Pour lutter contre la résistance aux antibiotiques, un rapport remis à Marisol Touraine insiste sur l'importance du lien entre environnement et antibiorésistance. 

Antibiorésistance : l'environnement montré du doigt David Goldman/AP/SIPA




La résistance bactérienne aux antibiotiques est un fléau qui menace la santé humaine dans le monde entier. Les causes sont multiples, mais depuis des années, les autorités sanitaires ciblent le mésusage de ces médicaments par les médecins et les patients.
Or, aujourd’hui, la lutte contre l’antibiorésistance s’essouffle. Et les chiffres le prouvent : chaque année, en France, près de 160 000 personnes sont infectées par une bactérie multirésistante et 12 500 en meurent.

Face à ce constat, un groupe d’experts piloté par le Dr Jean Carlet appelle à réfléchir en dehors des schémas classiques de dissémination de l’antibiorésistance.
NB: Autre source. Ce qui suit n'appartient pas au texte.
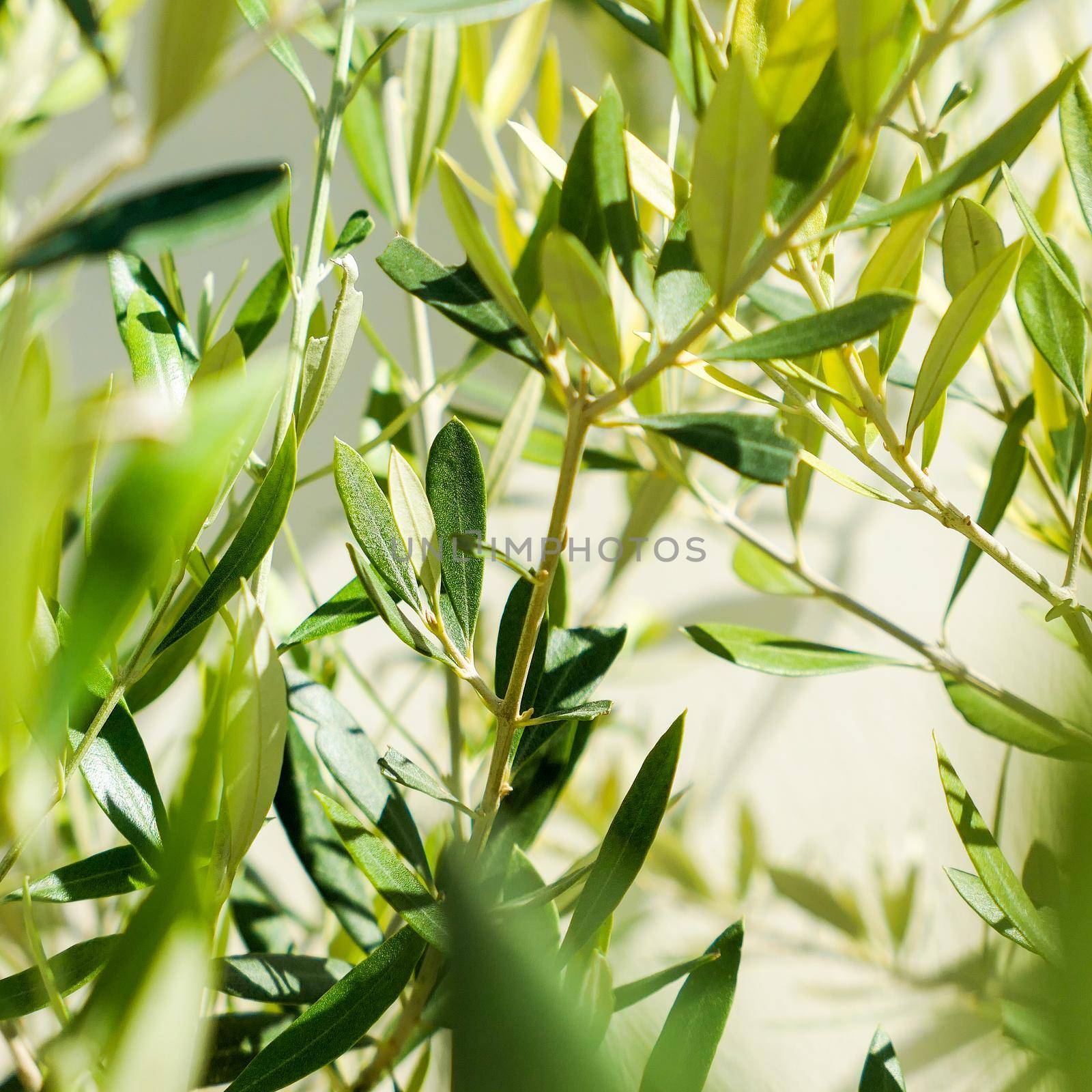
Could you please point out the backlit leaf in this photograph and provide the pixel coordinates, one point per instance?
(778, 655)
Le phénomène ne se cantonne pas à l’hôpital, aux cabinets médicaux ou à l’usage de ces médicaments dans les élevages, selon le rapport remis ce mercredi à la ministre de la Santé.

« On s’aperçoit de plus en plus qu’un autre secteur est impacté, celui de l’environnement, des eaux usées et des sols qui transportent des antibiotiques et des bactéries multirésistantes », confie à Pourquoidocteur le Pr Antoine Andremont, chef du laboratoire de bactériologie à l’hôpital Bichat-Claude Bernard (Paris) et responsable du groupe de travail « Antibiorésistance et environnement ».

Et le spécialiste de poursuivre : « Dans l’environnement, on trouve à la fois des bactéries humaines amenées par les matières fécales, des bactéries animales provenant du lisier et des quantités non négligeables d’antibiotiques qui sont peu ou mal éliminés par les stations d’épuration », reprend-t-il. Ainsi, l’environnement est-il devenu un bioréacteur où émergent de nouveaux mécanismes de résistance. Or, ces bactéries multirésistantes peuvent être transmises aux animaux lorsqu’ils broutent de l’herbe contaminée ou boivent dans des points d’eau souillés. Fatalement, les humains sont concernés.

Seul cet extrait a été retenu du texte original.